Home>>read Precious Blood free online

Precious Blood(55)

By:Jane Haddam


“It was Sister Scholastica’s idea to have you stay here?”

“It was her idea to have somebody stay here. She couldn’t stay herself because of the children from the school, and she didn’t want Peg to because of Peg being pregnant. I don’t think she much trusts Father Declan Boyd.”

“Nobody does, do they?”

“Trust Dec?” Judy was startled. “I don’t know. I’ve never really thought about it. He’s just so—young.”

He was also something of an idiot, at least on superficial acquaintance. Cregor had to concede that to the parishioners of St. Agnes’s and the staff of the Chancery. Even if he was the finest priest in the Archdiocese, Declan Boyd would have a hard time getting himself taken seriously. Gregor shifted in his seat. It was made of wood, hardbacked and unyielding. It made him uncomfortable, and he was feeling uncomfortable enough without it. He was always uncomfortable when he felt at sea.

“Tell me something,” he asked Judy Eagan, “when was it Father Walsh first started talking about this goat?”

Judy stopped breathing in middrag. Then she coughed, long and hard. “The goat,” she said, when she was finally able to catch her breath. “You know, that’s very weird. In a sense, Andy never started talking about the goat.”

“I don’t understand what you mean.”

“Well, it was like this. I was at the rectory last night, late, going over some last-minute details. There were supposed to be all kinds of things going on today that I suppose aren’t going to happen. Things to do with the school, I mean, like a special auditorium program Andy had worked up about Lent and, I don’t know, a few things else. So I was there, and we talked, and then I left. And when I got home, I had a call from him on my machine.”

“This was late?”

“Oh, yes. I didn’t get back until maybe ten o’clock, and Andy’s usually in bed by then. Was. But the message said to call back whenever I got in, so I did.”

“And that was the first you heard about the goat?”

“Exactly. But you know, it wasn’t necessarily the first Andy had heard about the goat. He might have been planning it for weeks.”

“Do you think he was?”

“You’d have to ask what’s-his-name about that. The guy who owns the goat. All I know is, Andy wanted me to pick it up and bring it to the church, first thing in the morning, and he was adamant. Positively adamant. And it was already all set up.”

“Last night,” Gregor repeated.

“That’s what I said. And I didn’t have time to talk to him about it, either. He just told me he was going to bed and hung up. And this morning—”

“He was nowhere to be found.”

“Naturally. Once Andy decided to do something he shouldn’t, he was a regular invisible man.”

Gregor started to shift this through the other information he had heard—the Cardinal’s insistence that Andy had corralled the television reporters with the goat; the Cardinal’s further insistence that Andy was trying very hard not to upset the Chancery—but what he had was still too jumbled and incoherent to be made sense of. The only thing he was sure of was that there was something wrong here.
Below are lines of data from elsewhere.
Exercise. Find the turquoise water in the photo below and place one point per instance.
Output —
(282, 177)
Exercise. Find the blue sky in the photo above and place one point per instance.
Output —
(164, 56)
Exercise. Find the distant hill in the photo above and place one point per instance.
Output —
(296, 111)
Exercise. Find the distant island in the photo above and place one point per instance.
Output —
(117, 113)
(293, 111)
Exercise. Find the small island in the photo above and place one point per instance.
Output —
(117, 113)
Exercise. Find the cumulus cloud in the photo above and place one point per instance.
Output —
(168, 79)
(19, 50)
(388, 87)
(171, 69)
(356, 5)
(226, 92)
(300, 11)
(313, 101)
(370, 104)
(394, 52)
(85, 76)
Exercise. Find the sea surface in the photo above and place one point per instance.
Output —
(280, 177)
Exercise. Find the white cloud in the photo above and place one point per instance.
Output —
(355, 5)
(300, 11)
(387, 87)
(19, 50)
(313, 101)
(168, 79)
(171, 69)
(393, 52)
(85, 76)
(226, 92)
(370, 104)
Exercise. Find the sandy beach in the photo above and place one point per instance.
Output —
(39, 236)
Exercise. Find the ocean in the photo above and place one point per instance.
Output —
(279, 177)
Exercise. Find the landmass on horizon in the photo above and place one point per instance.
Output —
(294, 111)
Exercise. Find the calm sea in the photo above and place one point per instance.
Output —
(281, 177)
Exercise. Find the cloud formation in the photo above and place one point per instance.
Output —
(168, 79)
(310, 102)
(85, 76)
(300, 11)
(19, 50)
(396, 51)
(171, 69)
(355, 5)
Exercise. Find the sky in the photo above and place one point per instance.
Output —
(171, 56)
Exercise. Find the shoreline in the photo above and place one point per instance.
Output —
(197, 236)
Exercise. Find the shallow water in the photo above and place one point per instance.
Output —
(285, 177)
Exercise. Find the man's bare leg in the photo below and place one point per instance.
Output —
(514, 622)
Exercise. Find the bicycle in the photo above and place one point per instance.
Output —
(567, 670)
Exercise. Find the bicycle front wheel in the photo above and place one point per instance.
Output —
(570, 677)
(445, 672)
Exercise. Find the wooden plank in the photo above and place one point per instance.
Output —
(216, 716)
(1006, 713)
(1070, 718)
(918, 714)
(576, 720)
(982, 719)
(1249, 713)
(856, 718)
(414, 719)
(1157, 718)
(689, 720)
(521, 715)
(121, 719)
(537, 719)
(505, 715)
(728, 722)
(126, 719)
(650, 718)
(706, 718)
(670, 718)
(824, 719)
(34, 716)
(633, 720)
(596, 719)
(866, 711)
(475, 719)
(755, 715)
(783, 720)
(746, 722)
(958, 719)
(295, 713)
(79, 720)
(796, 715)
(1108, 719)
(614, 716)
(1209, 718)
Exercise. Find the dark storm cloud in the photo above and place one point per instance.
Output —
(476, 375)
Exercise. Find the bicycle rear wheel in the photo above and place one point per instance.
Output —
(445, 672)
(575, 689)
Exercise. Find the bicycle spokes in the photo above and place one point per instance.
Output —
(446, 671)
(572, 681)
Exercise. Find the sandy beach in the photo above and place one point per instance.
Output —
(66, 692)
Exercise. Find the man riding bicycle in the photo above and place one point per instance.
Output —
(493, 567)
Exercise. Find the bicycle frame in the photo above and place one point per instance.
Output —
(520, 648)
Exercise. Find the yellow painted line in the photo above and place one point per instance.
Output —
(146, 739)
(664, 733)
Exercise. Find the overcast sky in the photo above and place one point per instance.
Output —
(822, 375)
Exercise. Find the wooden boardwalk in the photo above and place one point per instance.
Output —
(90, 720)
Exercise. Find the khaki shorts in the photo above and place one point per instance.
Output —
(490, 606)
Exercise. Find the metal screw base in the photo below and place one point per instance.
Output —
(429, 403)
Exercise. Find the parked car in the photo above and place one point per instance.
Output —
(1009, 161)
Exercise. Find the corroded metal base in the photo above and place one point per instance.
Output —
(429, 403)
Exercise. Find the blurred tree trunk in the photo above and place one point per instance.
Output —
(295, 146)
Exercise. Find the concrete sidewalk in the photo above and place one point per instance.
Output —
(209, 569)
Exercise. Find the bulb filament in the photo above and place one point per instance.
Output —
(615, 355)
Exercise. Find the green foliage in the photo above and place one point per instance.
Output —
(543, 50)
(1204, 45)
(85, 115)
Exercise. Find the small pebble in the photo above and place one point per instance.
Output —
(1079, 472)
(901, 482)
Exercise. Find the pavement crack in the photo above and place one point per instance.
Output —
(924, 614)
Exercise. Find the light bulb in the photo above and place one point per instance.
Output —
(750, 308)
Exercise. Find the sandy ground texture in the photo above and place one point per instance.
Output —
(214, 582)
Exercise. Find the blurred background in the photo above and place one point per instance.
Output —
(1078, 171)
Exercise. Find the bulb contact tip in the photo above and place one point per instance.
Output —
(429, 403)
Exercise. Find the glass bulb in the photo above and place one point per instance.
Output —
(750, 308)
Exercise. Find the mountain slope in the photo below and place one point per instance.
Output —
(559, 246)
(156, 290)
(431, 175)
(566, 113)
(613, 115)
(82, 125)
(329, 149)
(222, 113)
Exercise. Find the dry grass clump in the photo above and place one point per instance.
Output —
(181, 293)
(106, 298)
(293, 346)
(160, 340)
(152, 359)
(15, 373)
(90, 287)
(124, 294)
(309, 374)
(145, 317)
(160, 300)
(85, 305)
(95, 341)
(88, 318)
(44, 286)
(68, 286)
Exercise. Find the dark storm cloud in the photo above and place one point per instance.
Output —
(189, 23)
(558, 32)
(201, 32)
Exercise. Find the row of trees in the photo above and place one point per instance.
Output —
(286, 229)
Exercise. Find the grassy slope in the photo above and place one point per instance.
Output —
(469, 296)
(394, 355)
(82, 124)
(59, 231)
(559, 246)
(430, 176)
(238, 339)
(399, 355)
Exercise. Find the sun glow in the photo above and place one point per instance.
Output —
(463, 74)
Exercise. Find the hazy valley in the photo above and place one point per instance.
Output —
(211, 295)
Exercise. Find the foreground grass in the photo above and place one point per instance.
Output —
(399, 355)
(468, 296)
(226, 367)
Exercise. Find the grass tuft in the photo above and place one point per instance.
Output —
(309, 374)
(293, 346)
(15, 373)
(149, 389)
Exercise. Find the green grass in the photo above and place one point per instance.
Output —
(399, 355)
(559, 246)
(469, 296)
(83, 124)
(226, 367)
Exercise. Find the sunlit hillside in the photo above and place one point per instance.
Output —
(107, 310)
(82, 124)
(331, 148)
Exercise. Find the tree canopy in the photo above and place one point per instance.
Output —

If he’d had a chance to ask Judy Eagan the next question that came into his head, he might have cleared a little of it up. Unfortunately, he didn’t have a chance. Just as he was opening his mouth, the vestibule door burst open below them, and Father Declan Boyd came running up.

“They’re here!” Boyd was shouting. “They’re here! The ambulance! The police! Everybody’s here!”

Judy Eagan went absolutely white. “Oh, God,” she said, “I’ve got to get out of here. I can’t afford to be seen on television.”





TWO


[1]


NOT ALL POLICE DEPARTMENTS are created equal. Gregor Demarkian knew that from his own experience. He also knew that the relative competence of those departments did not depend absolutely on the size of the municipalities that engendered them. The most efficient investigation he had ever been involved in had been run, on the local level, by a “department” of two men—or one and a half, to be precise. The half had been a part-time deputy with a full-time job in the local hardware store and an infinite patience for photocopying. The one had been a man named Richard George Derren, chief of police of the town of Marion, New Hampshire. The case had been a particularly nasty one, as serial murders went, although not as nasty as the ones involving the killing of children. It had concerned the casual slaughter of hitchhiking high-school girls—so many of his FBI cases had involved hitchhiking that Gregor had promised to tie and gag any one of his nieces who tried it—and by the time he’d run into Richard George Derren, it had been dragging on for nearly a year. Nothing dragged on in Richard George Derren’s jurisdiction. Two weeks after arriving in Marion, Gregor had been on a plane back to Washington, D.C. The killer was in the county jail. The physical evidence—and there was a lot of it; Richard George Derren loved physical evidence and he knew how to get it—was all bagged and taped and labeled and in the custody of the state police. Gregor was feeling a little punchy, as if he’d been sleeping with a whirlwind, which maybe he had.